Add to that zzzeek's article (the guy wrote SQLA...) stating async is also slower for db access, this makes async less and less appealing, given the additional complexity it adds.
Now appart from doing a crawler, or needing to support websockets, I find hard to justify asyncio. In fact, with David Beasley hinting that you probably can get away with spawning a 1000 threads, it raises more doubts.
The whole point of async was that, at least when dealing with a lot of concurrent I/O, it would be a win compared to threads+multiprocessing. If just by cranking the number of sync workers you get better results for less complexity, this is bad.
DougBTX|5 years ago
BiteCode_dev|5 years ago
The author of "black" suggested that the cause of the slow down may be that asyncio actually starved postgres for resources:
https://twitter.com/llanga/status/1271719783080366086
zzzeek|5 years ago
but threads get you the same thing with much less overhead. this is what benchmarks like this one and my own continue to confirm.
People often are afraid of threads in Python because "the GIL!" But the GIL does not block on IO. I think programmers reflexively reaching for Tornado or whatever don't really understand the details of how this all works.
danbruc|5 years ago
That is not true, at least not in general, the whole point of using continuations for async I/O is to avoid the overhead of using threads, the scheduler overhead, the cost of saving and restoring the processor state when switching tasks, the per thread stack space, and so on.
aviba|5 years ago
mavdi|5 years ago
didibus|5 years ago
The use of async either as callbacks, or user threads, or coroutines, is a convenience layer for structuring your code. As I understand, that layer does add some overhead, because it captures an environment, and has to later restore it.
hinkley|5 years ago
Async and parallel always use more CPU cycles than sequential. There is no question. He real questions are: do you have cycles to burn, will doing so brings the wall clock time down, and is it worth the complexity of doing so?
Izkata|5 years ago
I was thinking this would be about using multiprocessing to fire off two or more background tasks, then handle the results together once they all completed. If the background tasks had a large enough duration, then yeah, doing them in parallel would overcome the overhead of creating the processes and the overall time would be reduced (it would be "faster"). I thought this post would be a "measure everything!" one, after they realized for their workload they didn't overcome that overhead and async wasn't faster.

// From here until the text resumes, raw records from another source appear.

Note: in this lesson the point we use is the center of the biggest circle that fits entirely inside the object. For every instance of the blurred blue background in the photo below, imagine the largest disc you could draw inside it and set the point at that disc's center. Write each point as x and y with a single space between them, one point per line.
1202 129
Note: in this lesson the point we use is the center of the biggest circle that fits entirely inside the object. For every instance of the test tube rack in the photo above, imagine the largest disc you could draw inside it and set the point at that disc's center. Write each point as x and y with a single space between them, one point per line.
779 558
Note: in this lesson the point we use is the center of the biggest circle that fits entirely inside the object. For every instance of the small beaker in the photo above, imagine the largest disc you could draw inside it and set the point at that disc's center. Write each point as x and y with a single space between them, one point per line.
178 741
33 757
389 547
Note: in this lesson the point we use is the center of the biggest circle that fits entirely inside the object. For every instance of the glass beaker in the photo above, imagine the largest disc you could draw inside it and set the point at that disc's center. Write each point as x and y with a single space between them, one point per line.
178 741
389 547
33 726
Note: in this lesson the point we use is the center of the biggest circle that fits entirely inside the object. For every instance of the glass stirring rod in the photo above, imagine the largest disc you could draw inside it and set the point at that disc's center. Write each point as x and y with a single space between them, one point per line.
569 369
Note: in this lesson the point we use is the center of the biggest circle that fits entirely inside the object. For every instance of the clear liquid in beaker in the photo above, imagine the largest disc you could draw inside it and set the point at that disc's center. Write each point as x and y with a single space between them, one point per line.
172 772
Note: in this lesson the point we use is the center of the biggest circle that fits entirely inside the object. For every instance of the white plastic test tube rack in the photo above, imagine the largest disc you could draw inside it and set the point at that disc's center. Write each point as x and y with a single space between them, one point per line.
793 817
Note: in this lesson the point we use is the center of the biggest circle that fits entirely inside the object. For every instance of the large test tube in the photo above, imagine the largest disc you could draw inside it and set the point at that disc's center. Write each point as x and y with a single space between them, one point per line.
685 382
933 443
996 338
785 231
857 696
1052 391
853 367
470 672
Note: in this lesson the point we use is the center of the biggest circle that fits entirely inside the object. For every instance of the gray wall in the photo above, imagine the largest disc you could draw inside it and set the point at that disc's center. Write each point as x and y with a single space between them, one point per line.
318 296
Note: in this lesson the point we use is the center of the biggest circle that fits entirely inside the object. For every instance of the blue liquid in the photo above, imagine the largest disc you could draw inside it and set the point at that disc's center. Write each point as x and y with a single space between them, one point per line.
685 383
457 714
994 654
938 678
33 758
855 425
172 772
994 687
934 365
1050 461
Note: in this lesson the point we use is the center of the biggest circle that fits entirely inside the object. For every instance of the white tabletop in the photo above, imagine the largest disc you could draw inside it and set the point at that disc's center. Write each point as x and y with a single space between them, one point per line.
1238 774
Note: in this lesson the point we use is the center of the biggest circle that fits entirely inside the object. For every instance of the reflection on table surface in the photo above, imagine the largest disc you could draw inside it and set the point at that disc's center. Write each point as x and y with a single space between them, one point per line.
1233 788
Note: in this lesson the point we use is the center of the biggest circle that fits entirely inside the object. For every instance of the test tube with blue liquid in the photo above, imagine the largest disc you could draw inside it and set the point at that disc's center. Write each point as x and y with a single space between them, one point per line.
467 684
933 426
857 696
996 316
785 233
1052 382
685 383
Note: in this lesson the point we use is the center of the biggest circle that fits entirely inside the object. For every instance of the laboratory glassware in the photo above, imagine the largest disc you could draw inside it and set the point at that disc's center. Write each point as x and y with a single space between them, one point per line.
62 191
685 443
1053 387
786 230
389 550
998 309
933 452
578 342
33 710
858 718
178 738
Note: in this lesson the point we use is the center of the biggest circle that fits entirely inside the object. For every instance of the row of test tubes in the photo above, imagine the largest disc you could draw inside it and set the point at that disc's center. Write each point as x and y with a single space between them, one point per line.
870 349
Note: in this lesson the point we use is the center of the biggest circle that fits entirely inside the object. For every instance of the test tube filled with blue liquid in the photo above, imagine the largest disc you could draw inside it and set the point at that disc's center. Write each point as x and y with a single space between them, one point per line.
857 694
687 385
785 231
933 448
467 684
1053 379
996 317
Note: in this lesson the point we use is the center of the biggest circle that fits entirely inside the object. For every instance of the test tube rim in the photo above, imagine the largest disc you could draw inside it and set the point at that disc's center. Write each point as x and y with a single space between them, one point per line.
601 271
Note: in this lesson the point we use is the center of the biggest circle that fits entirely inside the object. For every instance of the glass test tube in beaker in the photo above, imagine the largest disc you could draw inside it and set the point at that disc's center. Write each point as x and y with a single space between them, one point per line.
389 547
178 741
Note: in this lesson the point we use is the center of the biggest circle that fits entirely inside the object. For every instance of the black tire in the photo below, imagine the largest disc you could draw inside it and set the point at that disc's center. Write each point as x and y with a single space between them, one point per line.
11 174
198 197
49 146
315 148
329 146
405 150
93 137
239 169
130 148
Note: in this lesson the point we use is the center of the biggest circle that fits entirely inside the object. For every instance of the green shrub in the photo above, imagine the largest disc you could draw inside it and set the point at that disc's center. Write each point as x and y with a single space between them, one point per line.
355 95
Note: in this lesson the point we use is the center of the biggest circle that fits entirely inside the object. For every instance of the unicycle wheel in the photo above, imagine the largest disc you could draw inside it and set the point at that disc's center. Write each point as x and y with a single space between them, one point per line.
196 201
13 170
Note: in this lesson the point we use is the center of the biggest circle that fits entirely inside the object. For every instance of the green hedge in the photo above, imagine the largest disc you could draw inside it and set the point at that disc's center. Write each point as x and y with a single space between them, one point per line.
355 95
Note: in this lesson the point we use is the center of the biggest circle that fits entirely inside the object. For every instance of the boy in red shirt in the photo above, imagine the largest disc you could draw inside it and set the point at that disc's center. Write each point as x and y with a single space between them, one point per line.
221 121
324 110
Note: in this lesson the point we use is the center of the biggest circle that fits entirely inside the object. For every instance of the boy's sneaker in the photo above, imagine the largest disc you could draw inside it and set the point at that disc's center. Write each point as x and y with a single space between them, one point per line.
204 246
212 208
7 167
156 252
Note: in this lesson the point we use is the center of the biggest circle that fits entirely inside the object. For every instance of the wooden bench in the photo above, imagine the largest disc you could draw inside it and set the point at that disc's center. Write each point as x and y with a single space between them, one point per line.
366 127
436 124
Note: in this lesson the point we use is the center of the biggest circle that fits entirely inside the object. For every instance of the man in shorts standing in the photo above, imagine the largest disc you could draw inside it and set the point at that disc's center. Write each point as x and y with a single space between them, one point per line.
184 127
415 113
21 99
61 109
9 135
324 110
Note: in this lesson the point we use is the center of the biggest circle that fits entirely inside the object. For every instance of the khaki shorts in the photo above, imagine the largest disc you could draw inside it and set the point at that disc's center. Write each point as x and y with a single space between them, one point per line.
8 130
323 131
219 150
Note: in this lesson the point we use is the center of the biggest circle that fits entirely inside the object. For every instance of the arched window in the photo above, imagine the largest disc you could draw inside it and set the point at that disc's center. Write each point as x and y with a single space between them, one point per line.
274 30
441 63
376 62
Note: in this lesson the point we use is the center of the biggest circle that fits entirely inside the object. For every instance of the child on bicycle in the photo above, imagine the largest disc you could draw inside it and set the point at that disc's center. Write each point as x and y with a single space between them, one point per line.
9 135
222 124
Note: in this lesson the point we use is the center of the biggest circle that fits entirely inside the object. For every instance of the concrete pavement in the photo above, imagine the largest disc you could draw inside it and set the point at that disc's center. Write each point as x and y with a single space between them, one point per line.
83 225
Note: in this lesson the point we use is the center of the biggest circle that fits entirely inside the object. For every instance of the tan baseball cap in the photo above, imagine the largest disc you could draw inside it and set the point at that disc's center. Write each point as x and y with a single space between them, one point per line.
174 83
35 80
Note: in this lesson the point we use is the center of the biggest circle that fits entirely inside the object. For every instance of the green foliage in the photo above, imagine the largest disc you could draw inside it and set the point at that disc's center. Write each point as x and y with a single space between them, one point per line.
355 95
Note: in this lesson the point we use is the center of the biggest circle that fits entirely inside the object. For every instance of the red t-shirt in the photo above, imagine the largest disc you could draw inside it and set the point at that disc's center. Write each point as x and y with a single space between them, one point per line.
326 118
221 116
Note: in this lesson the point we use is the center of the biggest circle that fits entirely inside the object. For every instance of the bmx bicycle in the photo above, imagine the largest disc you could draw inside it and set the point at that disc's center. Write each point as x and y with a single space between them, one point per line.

Upon what the post was about, my response was more like "...duh".
danbruc|5 years ago
Waiting for I/O does usually not waste any CPU cycles, the thread is not spinning in a loop waiting for a response, the operating system will just not schedule the thread until the I/O request completed.
toxik|5 years ago
You are making dinner. You start to boil water for the potatoes. While that happens, you prepare the beef. Async.
You and your girlfriend are making dinner. You do the potatoes, she does the beef. Parallel.
You can perhaps see how you could have asynchronous and parallel execution at the same time.
In the context of a Web server, a request is handled by a single Python process (so don’t give me that “OS scheduler can do other things”). Async matters here because your request turnover can be higher, even if the requests/sec remains the same.
In the cooking example, each request gets a single cook. If that cook is able to do things asynchronously, he will finish a single meal faster.
If it were only parallel, you could have more cooks - because they would be less demanding - but they would each be slower.
maxmalysh|5 years ago
rumanator|5 years ago
It depends on what you mean by "faster". HTTP requests are IO bound, thus it is to be expected that the throughout of a IO bound service benefits from a technology that prevents your process from sitting idle while waiting for IO.
Thus it's surprising that Python's async code performs worse, not better, in both throughput and latency.
> When you're dealing with external REST APIs that take multiple seconds to respond, then the async version is substantially "faster"
The findings reported in the blog post you're commenting are the exact opposite of your claim: Python's async performs worse than it's sync counterpart.
ashtonkem|5 years ago
“Faster” is misleading because the speed improvements that you get with async is very dependent on load. At low levels there is going to typically be negligible or no speed gains, but at higher levels the benefit will be incredibly obvious.
The one caveat to this is cases where async allows you to run two requests in parallel, rather than sequentially. I would argue that this is less about async than it is about concurrency, and how async work can make some concurrent work loads more ergonomic to program.
zzzeek|5 years ago
> “Faster” is misleading
and
> "At low levels there is going to typically be negligible or no speed gains, but at higher levels the benefit will be incredibly obvious."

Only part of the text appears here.